El padre Jay no se enfadó, al contrario. Nos animó a que le preparáramos esa paella que les habíamos prometido. ¡La mejor paella de Nueva York!, aseguró Antonio. Y resultó ser la peor paella de Nueva York, porque el arroz es misterioso y traicionero y te la juega en las grandes ocasiones: nuestros dos amigos masticaron con fruición aquellos granos duros, pero eso sí, dijeron, con un gran sabor.
Anoche volvimos a Saint Mary the Virgin, la iglesia situada en el corazón de Broadway, escondida entre luminosos, neones, anuncios en movimiento y carteles a la vieja usanza de musicales.
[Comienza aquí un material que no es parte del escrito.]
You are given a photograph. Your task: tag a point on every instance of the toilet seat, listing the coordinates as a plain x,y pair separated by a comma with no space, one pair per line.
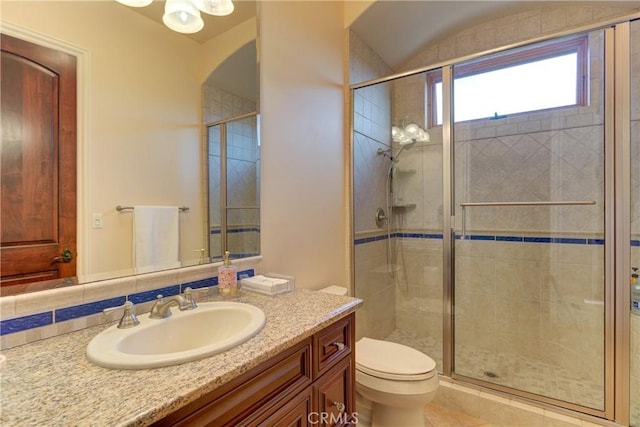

Hace unos meses vinimos una noche de frío a escuchar la
Misa del Papa Marcelo
de Palestrina. Es una iglesia con un gran programa musical, lo cual tiene gracia estando rodeada como está de tantos artistas. Pero lo que sin duda fue extraordinario es que tras esa hora y media de recogimiento escuchando al coro desde el altillo en el que habitualmente canta el coro cuando acompaña una misa, subimos a tomar un vino al apartamento de la pareja y a ver una exposición casera, montada por José, de arte latino gay. Íbamos de un cuadro a otro, con la copa en la mano, como se estila en las inauguraciones, atentos a la explicación del buen José, viendo aquellas fotos de sexo explícito y aquellos dibujos chocantes sin saber muy bien qué decir, salvo celebrar en silencio la posibilidad de conocer a un cura que no te juzga ni acepta ser juzgado por una intimidad que a nadie hace daño, y al hombre que vive con él en una zona en la que jamás pensamos que pudiera vivir nadie en su sano juicio.
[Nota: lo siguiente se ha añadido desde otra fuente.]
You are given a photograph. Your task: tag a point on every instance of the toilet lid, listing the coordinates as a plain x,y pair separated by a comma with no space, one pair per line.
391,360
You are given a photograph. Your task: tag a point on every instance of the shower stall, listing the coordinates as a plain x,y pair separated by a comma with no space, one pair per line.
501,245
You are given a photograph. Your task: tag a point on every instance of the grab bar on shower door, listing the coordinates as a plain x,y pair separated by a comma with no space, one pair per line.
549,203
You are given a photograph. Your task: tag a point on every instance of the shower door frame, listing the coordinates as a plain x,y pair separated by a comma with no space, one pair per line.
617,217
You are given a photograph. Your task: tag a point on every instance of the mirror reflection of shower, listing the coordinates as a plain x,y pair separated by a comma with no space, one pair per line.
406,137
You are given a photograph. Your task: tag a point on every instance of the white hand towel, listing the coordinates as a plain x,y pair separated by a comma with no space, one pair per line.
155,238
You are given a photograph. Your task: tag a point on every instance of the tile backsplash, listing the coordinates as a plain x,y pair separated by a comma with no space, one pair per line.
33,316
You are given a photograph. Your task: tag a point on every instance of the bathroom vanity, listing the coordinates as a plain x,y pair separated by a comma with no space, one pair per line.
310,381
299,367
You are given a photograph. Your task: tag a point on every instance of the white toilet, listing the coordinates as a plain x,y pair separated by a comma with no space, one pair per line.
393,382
Jay es siempre sorprendente. Ayer nos dijo que estaba disfrutando mucho leyendo las novelas del detective Carvalho de Manuel Vázquez Montalbán. Hablaba con familiaridad del detective gastrónomo, de Charo, su novia de siempre, y de cómo le gustaban los detalles de la vida cotidiana española que daban colorido a la trama. Los escritores reviven donde menos se les espera y me dio por pensar en la sonrisa que se le dibujaría a Vázquez Montalbán observando a este lector apasionado, cuando antes de sentarse en la butaca para leerle dejara a un lado el alzacuellos para sentirse más cómodo. Su curiosidad, la nuestra, hace que los temas se solapen sin que haya vacíos incómodos en la conversación, y nos preguntamos cosas unos a otros de manera constante, porque disfrutamos del hecho de que nuestras vidas no se parecen en nada. Nos une Nueva York, el interés por los seres humanos, o por el prójimo (como diría el padre Jay), la literatura pero también el cine y el show business y hablar delante de un buen vino, hablar largo rato, sin móviles que suenen, sin esa excitación que parece agitar a tanta gente ahora y le impide estar centrado en los ojos de los que tiene enfrente, en la mesa.